5. Find The Music That Inspires You
Music is such an important part of running, especially for someone who needs the extra motivation and isn't 100 percent sure of what they're doing. You can find tons of running playlists on streaming services. I switch between those and making my own. If I'm not listening to the right music, I find it can be hard to get fully into the experience. I love dance/hip-hop, but maybe you run best to Adele.
6. Buy Cute Workout Outfits
This sounds lame and superficial, but buying clothes you're excited to wear really does make working out more fun. It's inspiring in a weird way. The good news is that you don't need to blow your whole paycheck. You don't have to spend $100 on see-through designer leggings if you don't want to (although if you do, go for it!). Cheaper stores offer lots of options, and you can find plenty of tanks and bras for less than $20.
7. Make Running More Comfortable
Running outside is intimidating to a lot of people because it can be rough. It's not easy to jog down the street and have to deal with outdoor conditions as well as your own body screaming in pain. It's also hard to handle a phone (for music and general safety), earbuds, and a water bottle. And depending on the temperature, it's hard to stay warm, although it's mainly hard to stay cool. Find accessories and ways to make yourself feel as comfortable as possible.
My personal suggestions? I carry my phone in a fitness belt that looks like a little fanny pack, but is way more comfortable and so easy to manage. Unlike an arm band, it can also hold a key and money as well. I use sports earbuds because regular ones fall out. Lastly, I always start out chilly in terms of clothing. Running makes you hot, and trust me: you'd rather be a little cold than sweating everything out.
8. Listen To Your Body
Beginning runners (I still consider myself a beginner) and anyone who doesn't feel super sure on their feet need to listen to their body the whole time. There's a difference between pushing yourself and over-exerting yourself, and you have to be careful. I generally know when my body can keep going and when I have to pause. Sometimes you might make a goal of running for 10 straight minutes, but then you get to minute six, and you feel like you're going to pass out. If the pain is bad, it's OK to pause and walk for a bit until you feel better. Pushing yourself too hard isn't fun.
9. Do Other Exercises Throughout The Week That Aren't Running
It's easy to get bored of running so much after a while. This is the reason you should supplement your running with other kinds of workouts. I like to do yoga most mornings, spin once a week, and strength training when I have time. It makes me feel more inspired and keeps running fresh. You can choose to maybe run once or twice a week, hit the gym two days a week, or choose anything else that strikes your fancy.
10. Give Yourself Goals
As someone who doesn't feel like an athletic person, I know how simple it can be to psych yourself out. But instead of comparing yourself to your friend who has been running since she was 12-years-old and can lap you easily, make your own goals. Your goals can be really tiny: for example, whenever I'm feeling extra tired, I push myself to at least make it to the end of the song I'm listening to, and if I'm still feeling exhausted, I can start walking then. Whatever it is, it feels really good when you make that goal — and that will keep you coming back for more.

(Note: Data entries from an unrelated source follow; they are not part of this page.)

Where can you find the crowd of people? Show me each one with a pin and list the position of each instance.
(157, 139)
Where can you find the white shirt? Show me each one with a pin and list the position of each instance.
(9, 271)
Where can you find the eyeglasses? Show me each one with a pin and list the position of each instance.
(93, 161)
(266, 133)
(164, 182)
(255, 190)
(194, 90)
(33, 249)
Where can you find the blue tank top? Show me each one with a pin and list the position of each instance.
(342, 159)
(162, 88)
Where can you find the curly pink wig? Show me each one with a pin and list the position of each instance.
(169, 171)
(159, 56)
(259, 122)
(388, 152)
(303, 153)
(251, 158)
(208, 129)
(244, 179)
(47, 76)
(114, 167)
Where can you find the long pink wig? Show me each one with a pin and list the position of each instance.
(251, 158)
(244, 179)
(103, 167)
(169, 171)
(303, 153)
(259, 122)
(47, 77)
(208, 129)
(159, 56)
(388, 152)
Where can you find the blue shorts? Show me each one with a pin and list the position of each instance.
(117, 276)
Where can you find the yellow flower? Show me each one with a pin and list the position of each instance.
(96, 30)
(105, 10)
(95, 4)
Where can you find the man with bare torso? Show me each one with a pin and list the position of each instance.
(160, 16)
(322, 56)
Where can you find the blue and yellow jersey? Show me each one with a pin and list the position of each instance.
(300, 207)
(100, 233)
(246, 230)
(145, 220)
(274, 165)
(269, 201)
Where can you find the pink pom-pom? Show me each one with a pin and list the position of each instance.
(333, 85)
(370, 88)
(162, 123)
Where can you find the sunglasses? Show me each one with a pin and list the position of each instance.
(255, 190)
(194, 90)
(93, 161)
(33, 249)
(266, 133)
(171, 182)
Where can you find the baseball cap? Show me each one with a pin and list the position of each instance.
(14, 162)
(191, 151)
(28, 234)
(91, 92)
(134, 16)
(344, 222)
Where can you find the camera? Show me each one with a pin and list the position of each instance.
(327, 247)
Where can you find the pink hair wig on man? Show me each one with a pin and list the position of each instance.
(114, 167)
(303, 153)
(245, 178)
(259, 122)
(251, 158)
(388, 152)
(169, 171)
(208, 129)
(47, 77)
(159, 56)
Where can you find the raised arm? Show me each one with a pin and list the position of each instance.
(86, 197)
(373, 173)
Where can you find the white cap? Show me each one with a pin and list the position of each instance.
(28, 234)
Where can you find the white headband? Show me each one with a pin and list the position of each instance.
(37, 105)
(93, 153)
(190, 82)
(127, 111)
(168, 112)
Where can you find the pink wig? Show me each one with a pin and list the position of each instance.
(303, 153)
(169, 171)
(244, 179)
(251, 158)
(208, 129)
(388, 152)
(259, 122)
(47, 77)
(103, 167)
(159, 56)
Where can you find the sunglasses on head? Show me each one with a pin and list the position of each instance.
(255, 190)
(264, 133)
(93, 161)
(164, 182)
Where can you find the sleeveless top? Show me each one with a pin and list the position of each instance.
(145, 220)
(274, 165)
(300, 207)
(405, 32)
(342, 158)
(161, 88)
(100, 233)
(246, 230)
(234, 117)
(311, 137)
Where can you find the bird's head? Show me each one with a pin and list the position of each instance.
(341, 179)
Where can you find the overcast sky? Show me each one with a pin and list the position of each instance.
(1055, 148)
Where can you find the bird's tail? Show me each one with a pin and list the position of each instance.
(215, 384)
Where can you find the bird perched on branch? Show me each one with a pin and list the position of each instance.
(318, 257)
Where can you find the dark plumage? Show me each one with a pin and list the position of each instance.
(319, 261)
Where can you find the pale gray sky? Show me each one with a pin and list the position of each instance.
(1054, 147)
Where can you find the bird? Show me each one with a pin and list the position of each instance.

11. Remember You Are Not An Expert, So Stop Being Hard On Yourself
It's important to remember that you are not an expert or a world-class runner. Having expectations that are too high will lead you to feel disappointed in yourself. Instead, embrace small victories, like the fact that you ran even just once in a week. Don't be so hard on yourself! The minute you start taking this too seriously is when it becomes more of a boring chore than something enjoyable.